Gut leakage
Emerging studies have showed different causes of gut leakage(Figure 2), however, altered gut microbiota (dysbiosis) is the
underlying fundamental cause in all conditions. The intestinal
epithelium, which is mainly made up of a single layer of intestinal
cells, is tightly connected with adjacent cells to form a critical,
continuous physical barrier, which regulates the selective permeability
of luminal content [30] [31]. Disruption of this epithelial
barrier increases intestinal permeability, resulting in leaky gut
syndrome: an acute inflammatory condition characterized by functional
and structural losses and disruption of epithelial integrity the
basement membrane, which lead to the efflux of bacterial toxins and
other pro-inflammatory mediators into systemic circulation [32].
During intestinal epithelial cell injury, loss of tight junction
integrity and apoptosis drive increased permeability and, in severe
cases, eventually to a denuded basement membrane. During microbial
dysbiosis, unfavorable inflammatory cascades are activated in the gut
lumen that trigger the proinflammatory cytokine storm leading to
intestinal epithelial membrane damage. Despite increasing insights into
disease pathogenesis from experimental and clinical studies, dysbiosis
remains a leading cause of several diseases among patients in critical
care, with multi-organ failure and increasing mortality rates [33].

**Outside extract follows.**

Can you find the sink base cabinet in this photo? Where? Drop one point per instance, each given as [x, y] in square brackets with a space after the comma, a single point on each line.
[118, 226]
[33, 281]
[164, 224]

Increasingly, the body of evidence implies a link between
dysbiosis-induced intestinal barrier dysfunction and development of
several pathogenic conditions such as inflammatory bowel
disease[34], obesity [35], bone diseases [34], liver
diseases [36], autoimmune diseases [37], and neuroinflammation
[32]. Intestinal pathobionts are observed to be increased in
patients with inflammatory disorders, where they accelerate systemic
inflammation by translocating across the epithelial barrier to reach
extraintestinal tissue (Figure 2). Gut microbiota can regulate
host immune cells including intestinal macrophages [38]. Other
periodontopathic bacteria’s like Porphyromonas gingivalis andFusobacterium nucleatum can induce gut dysbiosis and damage
epithelial cells [39, 40]. To date, no satisfactory, specific
treatments have been developed to treat leaky gut syndrome. Moreover,
several probiotic agents from successful trials, showing promise in both
experimental and preclinical studies, failed to show an overall
improvement in mortality during clinical trials, due to adverse effects
and unfavorable alterations in the gut dysbiosis [41]. Therefore,
there is an urgent medical need for the development of novel therapies
to further improve clinical outcomes.